Take Flight To Boost The Bottom Line
Many small companies are discovering the benefits of flying their own aircraft.
Another three days wasted for two meetings. You suffer through this torture every month: the better part of a week spent in two-bit airports and motels. The problem is that you've got customers and vendors spread out over three states, and you have to visit them regularly.
Why not buy an airplane? More and more small companies are discovering the advantages of corporate aviation. In a survey performed for INC., 12% of the subscribers who responded said their companies (with average sales of $7.7 million) own or lease one or more aircraft.
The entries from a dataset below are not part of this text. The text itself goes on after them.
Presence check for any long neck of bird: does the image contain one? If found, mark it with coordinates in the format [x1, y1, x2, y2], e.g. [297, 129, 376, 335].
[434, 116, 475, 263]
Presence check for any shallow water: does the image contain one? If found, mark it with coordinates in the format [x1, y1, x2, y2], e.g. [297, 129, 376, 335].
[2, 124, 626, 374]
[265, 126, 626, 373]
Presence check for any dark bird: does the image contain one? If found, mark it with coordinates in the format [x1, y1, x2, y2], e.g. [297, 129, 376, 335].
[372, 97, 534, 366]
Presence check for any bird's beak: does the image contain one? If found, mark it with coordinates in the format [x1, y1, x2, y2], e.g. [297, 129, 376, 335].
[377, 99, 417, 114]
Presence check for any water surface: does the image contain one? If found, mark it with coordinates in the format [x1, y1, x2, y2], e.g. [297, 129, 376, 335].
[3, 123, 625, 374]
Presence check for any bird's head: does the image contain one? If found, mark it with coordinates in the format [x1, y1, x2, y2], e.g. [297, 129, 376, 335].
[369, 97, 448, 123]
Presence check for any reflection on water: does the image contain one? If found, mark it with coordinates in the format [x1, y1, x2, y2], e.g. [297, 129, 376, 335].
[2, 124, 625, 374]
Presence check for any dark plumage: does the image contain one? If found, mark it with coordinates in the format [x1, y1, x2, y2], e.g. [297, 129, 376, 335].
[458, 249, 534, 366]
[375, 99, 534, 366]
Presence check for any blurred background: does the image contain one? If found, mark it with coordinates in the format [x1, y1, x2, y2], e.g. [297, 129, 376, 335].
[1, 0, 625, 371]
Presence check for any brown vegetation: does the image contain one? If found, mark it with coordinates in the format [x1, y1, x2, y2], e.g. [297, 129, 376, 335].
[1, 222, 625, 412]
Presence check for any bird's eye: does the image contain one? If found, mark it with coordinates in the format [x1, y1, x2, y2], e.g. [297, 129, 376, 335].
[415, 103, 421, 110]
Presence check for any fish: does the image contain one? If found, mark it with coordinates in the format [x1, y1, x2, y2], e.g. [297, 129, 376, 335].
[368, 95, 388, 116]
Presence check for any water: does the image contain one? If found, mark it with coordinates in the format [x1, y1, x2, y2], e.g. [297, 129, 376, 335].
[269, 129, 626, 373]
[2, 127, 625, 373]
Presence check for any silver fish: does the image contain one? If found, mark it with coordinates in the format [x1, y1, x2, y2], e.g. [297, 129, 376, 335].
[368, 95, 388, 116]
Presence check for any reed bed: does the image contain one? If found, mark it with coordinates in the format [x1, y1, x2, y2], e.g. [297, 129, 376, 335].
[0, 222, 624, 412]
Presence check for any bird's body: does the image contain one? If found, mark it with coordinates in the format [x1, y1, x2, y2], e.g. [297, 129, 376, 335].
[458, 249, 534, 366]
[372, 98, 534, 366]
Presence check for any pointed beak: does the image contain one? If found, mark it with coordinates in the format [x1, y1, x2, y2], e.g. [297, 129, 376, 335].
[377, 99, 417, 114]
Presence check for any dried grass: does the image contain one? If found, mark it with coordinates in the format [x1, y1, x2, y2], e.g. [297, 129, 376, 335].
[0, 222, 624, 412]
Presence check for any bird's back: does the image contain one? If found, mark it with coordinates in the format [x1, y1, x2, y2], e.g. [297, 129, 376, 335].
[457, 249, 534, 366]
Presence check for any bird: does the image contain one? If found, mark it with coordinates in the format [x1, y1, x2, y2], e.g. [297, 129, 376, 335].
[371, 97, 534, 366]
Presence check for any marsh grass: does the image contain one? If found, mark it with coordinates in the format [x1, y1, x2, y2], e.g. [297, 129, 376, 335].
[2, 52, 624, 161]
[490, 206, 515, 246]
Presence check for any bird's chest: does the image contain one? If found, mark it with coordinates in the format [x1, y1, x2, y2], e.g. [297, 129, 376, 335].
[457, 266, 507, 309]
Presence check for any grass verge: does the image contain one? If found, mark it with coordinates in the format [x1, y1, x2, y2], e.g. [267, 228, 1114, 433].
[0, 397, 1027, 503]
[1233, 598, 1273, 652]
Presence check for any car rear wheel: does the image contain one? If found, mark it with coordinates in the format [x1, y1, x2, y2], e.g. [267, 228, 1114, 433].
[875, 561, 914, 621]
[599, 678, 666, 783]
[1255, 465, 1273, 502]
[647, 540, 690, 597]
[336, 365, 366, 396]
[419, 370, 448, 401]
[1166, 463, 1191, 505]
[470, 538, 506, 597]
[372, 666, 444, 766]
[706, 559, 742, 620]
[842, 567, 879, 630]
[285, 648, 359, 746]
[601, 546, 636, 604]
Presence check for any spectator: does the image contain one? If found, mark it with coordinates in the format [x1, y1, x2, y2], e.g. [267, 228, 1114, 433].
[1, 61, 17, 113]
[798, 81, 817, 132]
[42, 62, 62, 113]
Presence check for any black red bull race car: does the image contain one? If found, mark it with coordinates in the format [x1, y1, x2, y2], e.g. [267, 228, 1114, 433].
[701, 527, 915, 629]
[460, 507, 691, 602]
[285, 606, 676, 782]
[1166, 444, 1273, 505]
Another 12% said they contemplate leasing or purchasing one within the next two years.
Some of that corporate flying developed out of necessity. Some places on the map are now much harder to reach by commercial airline than they were several years age, because the Airline Deregulation Act of 1978 reduced service to many small airports by allowing airlines to abandon unprofitable routes. Where there used to be six flights a day, there may be only one. Today, only about 600 of the approximately 15,000 airports in the United States can be reached by commercial carrier. A private airplane can get to them all.
Another impetus to small-business aviation comes from the August 1981 changes in the tax laws involving depreciation and investment tax credits. Instead of being depreciated over seven years, planes can now be written off in five. And a 10% investment tax credit can be taken up front, as long as the plane is kept for five years; if it's sold before that, a portion of the tax credit can still be used. Before the changes, the plane had to be kept for seven years to qualify for any investment tax credit.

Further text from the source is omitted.